Indeed, unseemly prevarication and fudging has become the norm.
Answers to honest questions seem designed more to conceal than enlighten.
The increase of $10 million was not really an increase because it was "overspend" on the land purchases.
Vague hand-written heads of agreement with the university and the ORFU are waved as finalised contracts.
They were conditions for continuing with the project.
Originally the community was sold a vision of a stadium that set new heights in New Zealand.
Now specification and fit-out downgrades to save some $6 million are described as "alignment with benchmark standards".
"The stadium will be capable of hosting a wide range of sporting and entertainment events, concerts, exhibitions, meetings, conferences and functions," we are told.
But we are not told what sports that refers to other than rugby, nor what extra fit-out and facilities will be required to achieve that touted range of uses.
The university will benefit enormously from the stadium, apparently.
But precisely what it will use it for, or whether any contract for that use has been signed, is unstated.
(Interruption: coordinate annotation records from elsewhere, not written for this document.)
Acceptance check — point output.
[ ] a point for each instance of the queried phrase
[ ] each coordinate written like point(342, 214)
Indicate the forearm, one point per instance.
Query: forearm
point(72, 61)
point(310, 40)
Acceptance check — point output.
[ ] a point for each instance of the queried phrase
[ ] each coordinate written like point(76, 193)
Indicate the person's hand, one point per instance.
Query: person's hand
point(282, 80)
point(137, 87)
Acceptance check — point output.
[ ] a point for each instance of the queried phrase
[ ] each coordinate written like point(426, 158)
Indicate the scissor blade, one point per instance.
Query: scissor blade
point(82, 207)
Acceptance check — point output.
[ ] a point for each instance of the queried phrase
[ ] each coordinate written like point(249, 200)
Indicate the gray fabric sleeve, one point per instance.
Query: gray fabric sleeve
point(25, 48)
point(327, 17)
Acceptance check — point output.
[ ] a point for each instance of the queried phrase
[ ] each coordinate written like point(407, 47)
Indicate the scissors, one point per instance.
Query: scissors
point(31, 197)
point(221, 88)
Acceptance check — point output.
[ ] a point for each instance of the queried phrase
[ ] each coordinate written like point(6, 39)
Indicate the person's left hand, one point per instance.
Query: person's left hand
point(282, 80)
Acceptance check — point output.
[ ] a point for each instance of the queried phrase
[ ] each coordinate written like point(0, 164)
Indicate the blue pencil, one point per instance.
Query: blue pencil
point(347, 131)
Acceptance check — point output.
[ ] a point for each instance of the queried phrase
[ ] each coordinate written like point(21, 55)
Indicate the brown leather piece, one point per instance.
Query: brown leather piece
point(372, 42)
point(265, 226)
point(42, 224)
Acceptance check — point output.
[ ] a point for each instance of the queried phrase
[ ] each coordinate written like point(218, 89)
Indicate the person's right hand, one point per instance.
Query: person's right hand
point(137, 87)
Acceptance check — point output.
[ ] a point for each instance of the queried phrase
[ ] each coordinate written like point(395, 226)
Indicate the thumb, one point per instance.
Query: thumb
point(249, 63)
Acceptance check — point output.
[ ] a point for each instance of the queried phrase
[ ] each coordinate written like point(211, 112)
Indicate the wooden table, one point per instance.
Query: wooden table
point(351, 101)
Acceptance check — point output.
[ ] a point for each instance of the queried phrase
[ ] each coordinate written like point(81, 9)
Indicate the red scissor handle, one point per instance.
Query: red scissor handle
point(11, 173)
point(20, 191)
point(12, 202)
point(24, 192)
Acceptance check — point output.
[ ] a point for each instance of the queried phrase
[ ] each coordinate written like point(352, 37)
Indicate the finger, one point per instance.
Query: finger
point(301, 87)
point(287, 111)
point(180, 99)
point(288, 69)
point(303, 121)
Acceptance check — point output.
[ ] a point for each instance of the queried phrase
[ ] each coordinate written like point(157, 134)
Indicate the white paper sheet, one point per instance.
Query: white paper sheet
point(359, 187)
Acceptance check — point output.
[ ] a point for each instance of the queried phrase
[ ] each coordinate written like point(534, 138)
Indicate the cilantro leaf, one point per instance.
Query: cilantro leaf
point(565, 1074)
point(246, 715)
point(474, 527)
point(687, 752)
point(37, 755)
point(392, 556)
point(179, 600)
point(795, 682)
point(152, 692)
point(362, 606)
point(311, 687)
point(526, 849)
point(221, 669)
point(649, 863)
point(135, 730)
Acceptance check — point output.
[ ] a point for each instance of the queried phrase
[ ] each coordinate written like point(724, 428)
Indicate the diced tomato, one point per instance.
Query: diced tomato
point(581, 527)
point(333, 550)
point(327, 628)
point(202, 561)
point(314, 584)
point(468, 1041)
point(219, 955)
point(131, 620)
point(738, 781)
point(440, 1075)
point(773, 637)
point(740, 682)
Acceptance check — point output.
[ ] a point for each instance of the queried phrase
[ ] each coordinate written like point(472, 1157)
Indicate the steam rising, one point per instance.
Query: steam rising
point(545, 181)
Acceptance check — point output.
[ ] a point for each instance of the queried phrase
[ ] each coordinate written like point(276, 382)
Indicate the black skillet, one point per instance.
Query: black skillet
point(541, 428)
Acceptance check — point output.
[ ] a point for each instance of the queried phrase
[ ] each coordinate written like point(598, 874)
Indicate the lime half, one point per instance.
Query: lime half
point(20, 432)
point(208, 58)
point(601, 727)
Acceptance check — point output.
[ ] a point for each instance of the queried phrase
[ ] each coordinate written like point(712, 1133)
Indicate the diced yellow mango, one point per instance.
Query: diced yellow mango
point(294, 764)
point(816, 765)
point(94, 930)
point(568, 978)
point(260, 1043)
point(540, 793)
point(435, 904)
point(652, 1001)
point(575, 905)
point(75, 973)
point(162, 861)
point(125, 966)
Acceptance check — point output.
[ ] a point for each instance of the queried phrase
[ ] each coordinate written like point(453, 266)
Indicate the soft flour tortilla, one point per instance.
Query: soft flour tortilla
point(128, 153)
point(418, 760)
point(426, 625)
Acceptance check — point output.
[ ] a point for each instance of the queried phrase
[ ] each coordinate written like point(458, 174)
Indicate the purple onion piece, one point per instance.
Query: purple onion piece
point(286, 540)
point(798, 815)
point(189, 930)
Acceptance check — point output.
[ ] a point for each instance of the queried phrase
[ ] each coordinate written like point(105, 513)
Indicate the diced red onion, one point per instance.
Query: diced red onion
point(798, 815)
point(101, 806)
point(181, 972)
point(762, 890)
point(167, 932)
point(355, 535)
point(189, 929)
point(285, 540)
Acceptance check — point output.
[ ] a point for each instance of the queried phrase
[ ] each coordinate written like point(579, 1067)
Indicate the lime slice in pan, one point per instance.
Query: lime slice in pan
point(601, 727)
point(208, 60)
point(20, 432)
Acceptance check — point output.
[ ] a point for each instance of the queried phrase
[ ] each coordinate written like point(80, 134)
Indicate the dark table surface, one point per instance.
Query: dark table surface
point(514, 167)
Expressions of interest from rugby league to farmers markets are trumpeted, only to vaporise under scrutiny.
Why is this uncertainty about the truth important?First, because all of the issues above impact on the stadium's ability to generate enough revenue to cover its operational costs, at the same time as it will have to service and repay the considerable bridging loan.
Venue agreements should give certainty of use and cash flow.
The facilities and the level of specification of the stadium will determine its usability and its earning power.
But professional reviews of the revenue projections identified significant risk of year-on-year deficits, and the design has been downgraded since then.
It could easily lose money every year from day one.
Secondly, the truth is important because when council is not transparent, when it fudges, when it fails to honour its own assurances, it loses the trust and support of the community.
Trust in the council and support for the stadium project have obviously both diminished markedly in the past year.
This is not, as is so often stated, opposition to a stadium per se.
Most of us would like a new stadium.
Rather, it is an understanding of the growing, ongoing cost to the city and its ratepayers.
Three years after the project was touted as requiring at the very most 25% funding from the DCC, some 75% of the total cost is now proposed to come from or be underwritten by that council.
All of that will be debt.
The Otago Regional Council's $37.5 million must be added to that.
So the public now faces funding virtually the entire project.
It is undemocratic for council to ignore such overwhelming opposition from the people who have to pay, especially when the project is both expensive and discretionary.
Council needs to listen to the community, but in the main it resists doing so; not only by pre-empting the annual plan submission process.
A well-run survey showing nearly 80% opposition was largely dismissed.
Letters to the newspaper and emails to councillors run at least 30 to 1 against the project but are regarded as extremist agitation.
The largest public meeting on a local issue in years was disparaged by people who did not attend.
Instead, we are assured that a silent and invisible majority, a majority who apparently neither speaks up, nor shows up to meetings, nor even, it would seem, fills in survey forms, is massively supportive.
Recent requests for a referendum are swatted away on the grounds that since it is not compulsory to vote, the result would be inconclusive.
But all of us on council are there as a result of just such an "inconclusive" ballot.
This council has fallen out of step with its community, and sadly seems determined to stay that way.
Indeed, perversely, council seems determined to rush the project through when haste is unnecessary and requests for reconsideration grow ever more numerous.
Against all sense, in defiance of its democratic obligations, and in a welter of evasion and broken assurances, council seems intent on forcing its ratepayers to pay for an enormous vanity project that the community has repeatedly said it cannot afford.
•Dave Cull is a Dunedin City Councillor.